Charlie tem 15 anos de idade, entrou para o ensino médio, é tímido, retraído, e seu único amigo, Michael, morreu, cometeu suicídio no ano anterior. Por conta disso, Charlie precisou frequentar algumas sessões com o orientador educacional da escola, que sugeriu que Charlie escrevesse cartas para alguém como forma de terapia, contando como se sente, o que pensa, suas experiências, suas frustrações, ou qualquer outro assunto. Essas cartas são a narrativa de AS VANTAGENS DE SER INVISÍVEL, e o amigo que recebe as cartas, sou eu, é você.
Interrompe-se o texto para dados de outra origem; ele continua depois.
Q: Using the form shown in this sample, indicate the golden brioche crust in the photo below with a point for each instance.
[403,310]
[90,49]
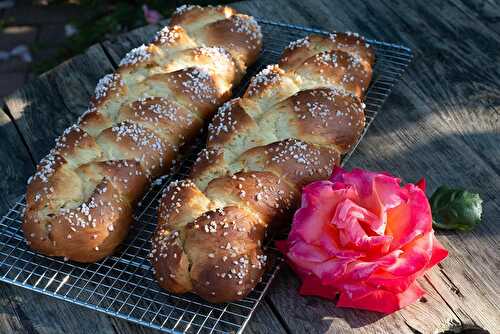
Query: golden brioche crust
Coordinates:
[291,127]
[80,200]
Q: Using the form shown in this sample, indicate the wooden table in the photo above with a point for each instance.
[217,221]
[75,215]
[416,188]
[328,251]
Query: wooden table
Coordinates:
[442,122]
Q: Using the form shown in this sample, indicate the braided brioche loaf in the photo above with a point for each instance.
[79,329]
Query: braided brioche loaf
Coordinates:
[80,200]
[292,125]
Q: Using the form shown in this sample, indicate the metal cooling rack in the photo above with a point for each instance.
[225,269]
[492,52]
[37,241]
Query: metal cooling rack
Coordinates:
[123,285]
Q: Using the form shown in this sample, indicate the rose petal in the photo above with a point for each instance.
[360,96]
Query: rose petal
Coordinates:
[439,253]
[410,218]
[319,201]
[311,286]
[381,300]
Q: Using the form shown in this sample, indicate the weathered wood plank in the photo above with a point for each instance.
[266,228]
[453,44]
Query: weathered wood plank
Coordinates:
[16,164]
[58,97]
[47,105]
[315,315]
[22,311]
[441,122]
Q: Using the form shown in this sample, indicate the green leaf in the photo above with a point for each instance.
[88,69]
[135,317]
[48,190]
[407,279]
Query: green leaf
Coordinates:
[455,209]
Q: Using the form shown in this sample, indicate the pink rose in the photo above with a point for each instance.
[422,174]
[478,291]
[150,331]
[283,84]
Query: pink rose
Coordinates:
[364,236]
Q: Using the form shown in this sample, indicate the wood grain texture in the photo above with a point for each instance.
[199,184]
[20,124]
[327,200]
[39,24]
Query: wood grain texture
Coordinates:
[46,106]
[441,122]
[15,163]
[42,110]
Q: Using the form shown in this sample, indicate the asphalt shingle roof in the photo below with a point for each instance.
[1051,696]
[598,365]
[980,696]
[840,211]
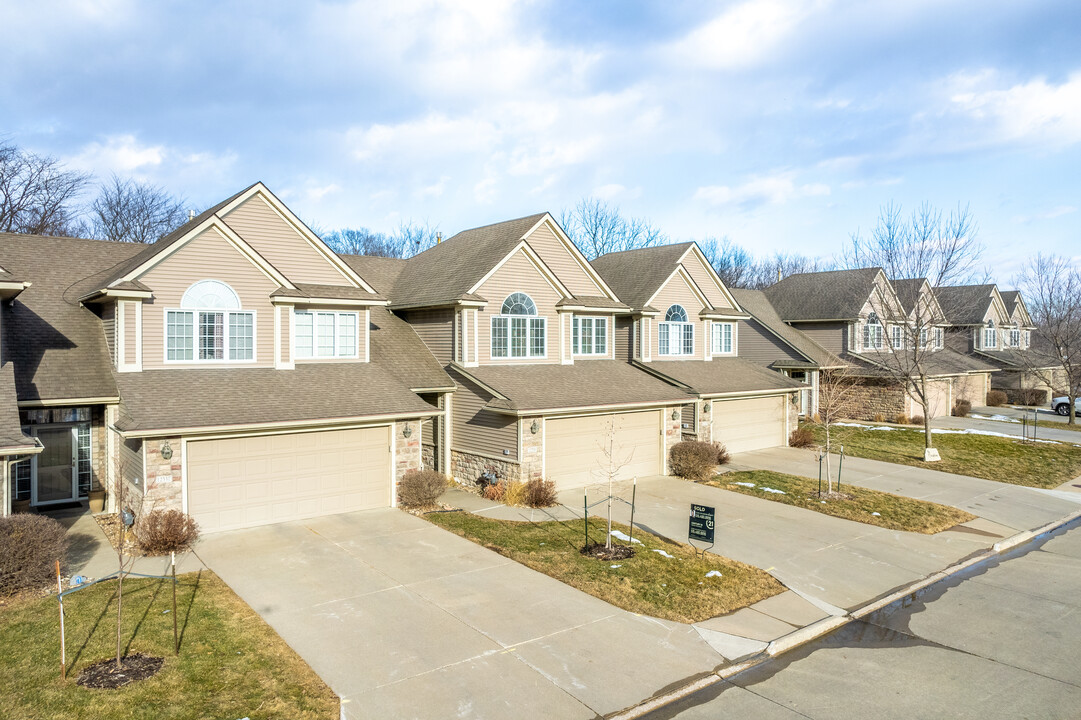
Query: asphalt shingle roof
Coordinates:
[830,295]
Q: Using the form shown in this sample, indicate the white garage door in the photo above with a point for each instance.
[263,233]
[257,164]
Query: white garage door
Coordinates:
[575,448]
[240,482]
[749,424]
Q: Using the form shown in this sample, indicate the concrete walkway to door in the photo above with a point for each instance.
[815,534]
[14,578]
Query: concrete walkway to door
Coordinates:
[404,620]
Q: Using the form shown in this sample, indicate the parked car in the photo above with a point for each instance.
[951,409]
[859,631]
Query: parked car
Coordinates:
[1062,405]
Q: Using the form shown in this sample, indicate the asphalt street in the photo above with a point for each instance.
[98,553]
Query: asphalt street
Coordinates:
[1001,640]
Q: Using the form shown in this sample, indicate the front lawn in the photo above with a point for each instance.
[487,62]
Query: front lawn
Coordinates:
[869,506]
[231,664]
[1004,460]
[676,588]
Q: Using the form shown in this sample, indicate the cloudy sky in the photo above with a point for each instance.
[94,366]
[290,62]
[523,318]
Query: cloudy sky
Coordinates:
[784,124]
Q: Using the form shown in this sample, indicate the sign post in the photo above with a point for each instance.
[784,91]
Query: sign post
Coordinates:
[701,527]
Essa conversa de Charlie com o leitor é um dos motivos da cumplicidade que se conquista durante a leitura. Charlie não está apenas contando sua vida, ele está confidenciando, está confiando em quem lê. E assim, nós vamos juntos nas suas descobertas, que são muitas. Charlie é um garoto que vive isolado na escola, que fica em um canto escuro nos ginásios durante as festas, que fica sob olhares preocupados dentro de casa, por causa do que passou pela morte do amigo, e também pelo acidente de carro que levou sua tia Helen, bem justo quando ela ia buscar um presente de Natal para Charlie. Mas sobre a história da tia Helen, escrevo mais adiante.

Tudo muda na vida de Charlie, quando ele conhece Patrick, um colega de escola que é muito extrovertido, mesmo isso lhe causando alguns problemas. E Sam, a meia-irmã de Patrick. Os irmãos irão tomar Charlie para eles e o conduzir em descobertas que, provavelmente, nunca faria sozinho. É na companhoa de Sam e Patrick, que Charlei experimenta sua primeira bebedeira, sua primeira maconha, mesmo que acidentalmente, sua primeira dança, seu primeiro show, seu primeiro beijo (em um dos trechos mais lindos e comoventes da história), seu primeiro namoro, seu primeiro sentimento de ser infinito.

A relação de Charlie, Patrick e Sam é a essência de AS VANTAGENS DE SER INVISÍVEL. Inclusive, é Patrick que dá a explicação ao título do livro, quando diz a Charlie que sua maior qualidade é ser aquele amigo que está sempre presente, fiel, que ouve tudo, como se fosse invisível, e não compartilha com outros. Mas Charlie não é invisível apenas por isso. Ele era invisível à vida, estava em uma situação de passagem em que não interagia com nada, e são Patrick e Sam, principalmente Sam, que despertam nele a vontade de fazer alguma diferença.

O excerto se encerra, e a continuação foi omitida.